What Is Oesophageal Physiology Testing?

Manometry of Oesophagus

Oesophageal manometry is a test to measure how well the esophagus is working. This test assesses the movements of the oesophagus, the tightness of the sphincters on both ends of the oesophagus and the presence of hiatus hernia.

High-resolution manometry (HRM) is the latest technology in manometry and is considered as the gold standard for measuring movements of oesopahus. How to Effectively Use High-Resolution Esophageal Manometry?

What Is Oesophagus (Gullet)?

The Oesophagus (British English), Esophagus (American English) or commonly known as the food pipe or Gullet. The oesophagus is a muscular tube connecting the throat with the stomach. The esophagus is about 25 cm long. The esophagus travels behind the windpipe (trachea) and heart, and in front of the spine. To connect to the stomach, the esophagus passes through the diaphragm.

Both ends of the oesophagus are tightly closed by sphincters at all times except for the time we swallow, vomit or belch. They keep food, stomach acid, and secretions from going down the windpipe or causing inflammation in the oesophagus. Traveling acid and stomach contents to the oesophagus is called reflux.  Diseases of the oesophagus may cause difficulty swallowing (dysphagia), painful swallowing or oesophagitis, heartburn, regurgitation, chest pain, or cause no symptoms at all.

What Is Oesophageal Physiology Testing?

The most common types of oesophageal physiology testing are manometry and ambulatory 24-hour reflux monitoring.

Why These Tests Are Performed

The tests may be ordered when:

  • There are symptoms of reflux disease such as heartburn, regurgitation or nausea after eating (gastroesophageal reflux disease, or GORD)
  • Underlying GORD is suspected such as chronic cough, recurrent chest infection, hoarse voice, dental erosion.
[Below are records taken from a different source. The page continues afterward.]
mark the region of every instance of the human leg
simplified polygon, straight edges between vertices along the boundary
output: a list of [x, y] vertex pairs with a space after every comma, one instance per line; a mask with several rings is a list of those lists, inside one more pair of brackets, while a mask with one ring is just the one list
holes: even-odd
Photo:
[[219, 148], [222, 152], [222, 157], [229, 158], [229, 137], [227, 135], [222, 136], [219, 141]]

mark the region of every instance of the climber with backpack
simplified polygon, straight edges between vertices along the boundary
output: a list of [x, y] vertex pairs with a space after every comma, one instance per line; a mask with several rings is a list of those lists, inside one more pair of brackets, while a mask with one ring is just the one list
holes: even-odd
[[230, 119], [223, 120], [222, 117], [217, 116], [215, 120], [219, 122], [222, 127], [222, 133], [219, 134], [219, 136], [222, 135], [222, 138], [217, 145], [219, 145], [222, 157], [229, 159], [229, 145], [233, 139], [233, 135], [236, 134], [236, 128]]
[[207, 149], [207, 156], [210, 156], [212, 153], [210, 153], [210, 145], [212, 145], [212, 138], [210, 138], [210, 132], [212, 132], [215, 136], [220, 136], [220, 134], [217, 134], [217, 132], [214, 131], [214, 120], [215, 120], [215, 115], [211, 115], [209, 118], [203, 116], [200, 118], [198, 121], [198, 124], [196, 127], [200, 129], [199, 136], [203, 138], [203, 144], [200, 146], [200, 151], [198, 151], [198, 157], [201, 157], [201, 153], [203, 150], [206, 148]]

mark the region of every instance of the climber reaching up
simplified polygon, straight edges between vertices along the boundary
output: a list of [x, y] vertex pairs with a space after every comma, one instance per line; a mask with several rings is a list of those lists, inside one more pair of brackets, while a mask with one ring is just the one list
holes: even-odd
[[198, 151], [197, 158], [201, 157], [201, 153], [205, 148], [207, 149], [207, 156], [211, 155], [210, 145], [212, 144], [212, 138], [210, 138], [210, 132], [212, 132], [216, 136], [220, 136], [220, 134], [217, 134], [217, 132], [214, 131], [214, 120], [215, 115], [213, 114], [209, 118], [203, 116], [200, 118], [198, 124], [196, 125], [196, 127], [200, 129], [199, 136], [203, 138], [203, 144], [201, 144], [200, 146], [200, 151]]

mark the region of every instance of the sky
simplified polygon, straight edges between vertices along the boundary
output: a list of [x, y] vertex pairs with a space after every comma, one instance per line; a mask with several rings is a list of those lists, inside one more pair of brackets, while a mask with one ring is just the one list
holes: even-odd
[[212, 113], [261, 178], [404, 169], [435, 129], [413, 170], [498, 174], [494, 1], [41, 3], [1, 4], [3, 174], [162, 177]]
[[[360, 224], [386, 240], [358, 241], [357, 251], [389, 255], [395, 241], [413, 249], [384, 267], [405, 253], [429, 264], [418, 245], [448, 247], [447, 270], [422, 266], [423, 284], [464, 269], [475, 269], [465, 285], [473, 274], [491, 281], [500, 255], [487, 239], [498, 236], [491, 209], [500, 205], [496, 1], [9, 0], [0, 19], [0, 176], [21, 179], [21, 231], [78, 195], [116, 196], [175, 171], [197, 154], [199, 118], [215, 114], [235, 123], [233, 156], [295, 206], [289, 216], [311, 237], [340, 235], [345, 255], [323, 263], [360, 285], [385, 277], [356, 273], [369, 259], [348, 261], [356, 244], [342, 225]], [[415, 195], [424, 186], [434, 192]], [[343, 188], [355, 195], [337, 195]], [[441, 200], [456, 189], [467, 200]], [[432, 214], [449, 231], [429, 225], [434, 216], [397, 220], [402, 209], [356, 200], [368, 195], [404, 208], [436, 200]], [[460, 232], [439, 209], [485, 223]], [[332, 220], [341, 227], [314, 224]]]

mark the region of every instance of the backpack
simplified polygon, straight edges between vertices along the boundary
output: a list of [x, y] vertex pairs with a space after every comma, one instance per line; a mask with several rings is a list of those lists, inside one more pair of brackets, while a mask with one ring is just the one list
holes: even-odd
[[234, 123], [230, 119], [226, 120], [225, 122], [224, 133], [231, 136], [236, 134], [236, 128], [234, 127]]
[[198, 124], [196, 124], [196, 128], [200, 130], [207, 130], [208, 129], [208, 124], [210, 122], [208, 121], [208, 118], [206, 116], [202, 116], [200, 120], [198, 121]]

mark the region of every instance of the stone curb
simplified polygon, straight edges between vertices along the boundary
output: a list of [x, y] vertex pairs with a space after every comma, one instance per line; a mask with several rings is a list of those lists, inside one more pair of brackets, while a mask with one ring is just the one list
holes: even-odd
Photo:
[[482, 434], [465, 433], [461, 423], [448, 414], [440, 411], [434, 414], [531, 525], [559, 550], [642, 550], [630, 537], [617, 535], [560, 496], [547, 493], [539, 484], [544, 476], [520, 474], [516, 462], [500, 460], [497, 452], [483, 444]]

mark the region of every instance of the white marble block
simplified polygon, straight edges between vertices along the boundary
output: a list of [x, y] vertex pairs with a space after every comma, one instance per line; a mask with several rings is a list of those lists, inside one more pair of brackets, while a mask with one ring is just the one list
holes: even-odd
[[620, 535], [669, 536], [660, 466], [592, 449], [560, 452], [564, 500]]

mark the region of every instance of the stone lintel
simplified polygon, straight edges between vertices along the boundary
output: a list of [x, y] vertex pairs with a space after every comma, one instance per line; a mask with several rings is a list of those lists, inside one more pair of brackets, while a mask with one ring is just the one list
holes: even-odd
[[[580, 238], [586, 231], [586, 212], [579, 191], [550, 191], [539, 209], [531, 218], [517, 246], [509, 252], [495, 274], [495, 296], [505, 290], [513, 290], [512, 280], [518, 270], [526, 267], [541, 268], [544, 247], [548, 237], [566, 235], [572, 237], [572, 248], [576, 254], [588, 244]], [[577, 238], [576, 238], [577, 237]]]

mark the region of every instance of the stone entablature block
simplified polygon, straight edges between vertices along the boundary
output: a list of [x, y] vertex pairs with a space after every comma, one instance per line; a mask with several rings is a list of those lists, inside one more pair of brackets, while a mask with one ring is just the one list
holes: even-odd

Problems swallowing (feeling like food is stuck behind the breast bone), chest pain which is not due to heart conditions



How the test is performed?

During esophageal manometry, a thin pressure-sensitive tube is passed through the nose, down the oesophagus, and into the top of the stomach. Before the procedure, the patient can receive numbing medicine inside the nose and throat. This helps make the insertion of the tube less uncomfortable.

After the tube is in the stomach the patient is given swallows of water and sometimes bread to measure muscle contractions. The tube is removed after the test is completed. The actual test can take as little as 15 minutes.

How Does The Test Will feel?

Passing a manometry tube through the nose is a strange experience with the sensation of a cold object traveling down the throat. It can be uncomfortable but not painful. The majority of patients feel minimal (or no) gagging sensation just during the few seconds that the tube is passing the throat. Also, there is some minor discomfort in the nose and throat during the test.

An example of a high-resolution manometry recording in relation to the anatomy of the oesophagus:

Gastro-oesophageal Reflux Monitoring

24 hour ambulatory pH and Impedance Monitoring:

Performed after manometry in patients with suspected reflux disease, pH and impedance monitoring is a procedure that measures the level of acidity inside the oesophagus. In normal conditions, there is minimal acid in the oesophagus. Depending on the purpose of the test the patients may be advised to stop acid medications before the test.

How the test is performed?

A very thin (2mm in diameter) acid-sensitive catheter is placed in the oesophagus whilst the nose is still numb after manometry. This catheter is attached to a small device that records changes in oesophageal pH over 24 hours. Within the same catheter, there are sensors that measure impedance which significantly increases the accuracy of reflux monitoring as well as providing further information on non-acid reflux, types of belching and amount of acid in the stomach.

The patient goes home with the monitor and is advised to continue with their normal daily activities and diet, returning the following day to have the probe removed. Insertion and removal take only 5-10 minutes.

How Does The Test Will feel?

A passing reflux tube is much easier than manometry and feels often as tickling the nose. Gaging with this tube is very rare and the test is very well tolerated in the majority of times. Initially, the tube is slightly sensed in the back of the throat by in a few minutes body temperature makes the plastic tube softer and sensation will settle further. During eating or drinking sometimes it is felt that the tube is being pulled into the oesophagus but of course the tube is fixed on the side of the face with a transparent tape that will not move. Taking a bath or shower during this test is not permitted and driving can be dangerous. Some patients are concerned that what happens if they cannot tolerate the tube at home. They will be trained on how to easily remove the tube if required. All our patients are also provided with a phone number to contact 24/7 if they need any assistance.